Science explains: This is why you're willing to "die for" Baby Yoda

Our brains have evolved to love this thing.

Lucasfilm

There is a new king and his name is Baby Yoda.

For the uninitiated, Baby Yoda is an unnamed 50-year-old toddler who enjoys eating frogs and playing with the Force on Star Wars TV show The Mandalorian. IRL, Baby Yoda is a puppet that turns people’s brains into cotton-candy goo.

When Star Wars gifted the world the also-cute Porgs in 2017, people were divided over whether or not cuteness even belonged in the Star Wars universe. Now, the internet is full of people happily declaring they would “die for Baby Yoda.” So why the full embrace of a green gremlin dressed in monk robes? Turns out, Baby Yoda is exactly what we humans have evolved to love.

Katherine Stavropoulos, assistant professor at University of California, Riverside, studies how cuteness triggers the brain’s neural reward system. She tells Inverse that Baby Yoda is prototypically cute. Stavropolous personally thinks “he’s adorable” and wants “to give him a huge hug.”

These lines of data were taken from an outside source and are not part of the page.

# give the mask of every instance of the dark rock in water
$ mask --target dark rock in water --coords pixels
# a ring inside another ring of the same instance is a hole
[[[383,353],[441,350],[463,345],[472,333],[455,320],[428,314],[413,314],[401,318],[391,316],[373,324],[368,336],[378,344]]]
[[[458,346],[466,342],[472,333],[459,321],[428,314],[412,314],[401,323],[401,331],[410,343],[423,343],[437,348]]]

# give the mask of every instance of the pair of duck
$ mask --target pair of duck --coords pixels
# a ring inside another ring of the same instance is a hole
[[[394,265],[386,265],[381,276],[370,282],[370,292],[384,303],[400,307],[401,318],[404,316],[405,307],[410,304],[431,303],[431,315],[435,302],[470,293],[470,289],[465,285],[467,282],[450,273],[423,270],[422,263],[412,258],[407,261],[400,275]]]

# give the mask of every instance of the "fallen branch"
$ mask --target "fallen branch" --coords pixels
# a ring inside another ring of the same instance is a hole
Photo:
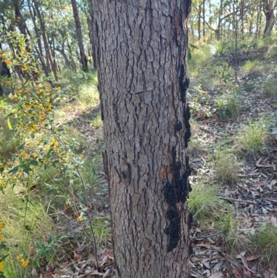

Baby Yoda’s features — huge eyes, tiny nose, big head, and small chin — are infantile-looking features we are pre-programed to melt over, because they trigger a care-taking response, she says.

This set of features is also known as “baby schema.” When we see babies, especially those with “high baby schema,” or especially big eyes and round faces, the brain’s reward system activates. This response also happens when we see baby animals that share these features — think of wide-faced red pandas, or large-eyed French bulldogs.

Dr. Wenda Trevathan, Regent’s Professor Emerita at New Mexico State University, tells Inverse that a primary reason human infants are so cute is that it “motivates others, especially moms and dads, to expend extraordinary effort to care for and raise them.”

Eye-size relative to head-size is a cute-trigger for adult humans, but plumpness plays a role, too, Trevathan says. She thinks Baby Yoda looks similar to tarsiers, small primates which, she says, are “famously cute because of their large eyes” and “among the ‘cutest’ animals I’ve ever seen.”

An air of helpless and dependency also trigger parenting responses, she says. But that doesn’t mean babies are completely helpless: They may need our help because of their immature motor development and lacking locomotive skills, but “they have a lot of power because of their abilities to engage with adults through eye contact and babbling,” she says.

Which begs the question: What power will Baby Yoda have over the Mandalorian (apart from actual Force power)? Will Baby Yoda’s cuteness trigger him to give up his bounty-hunting life and protect the little guy? Upcoming episodes will reveal all, but the science suggests yes.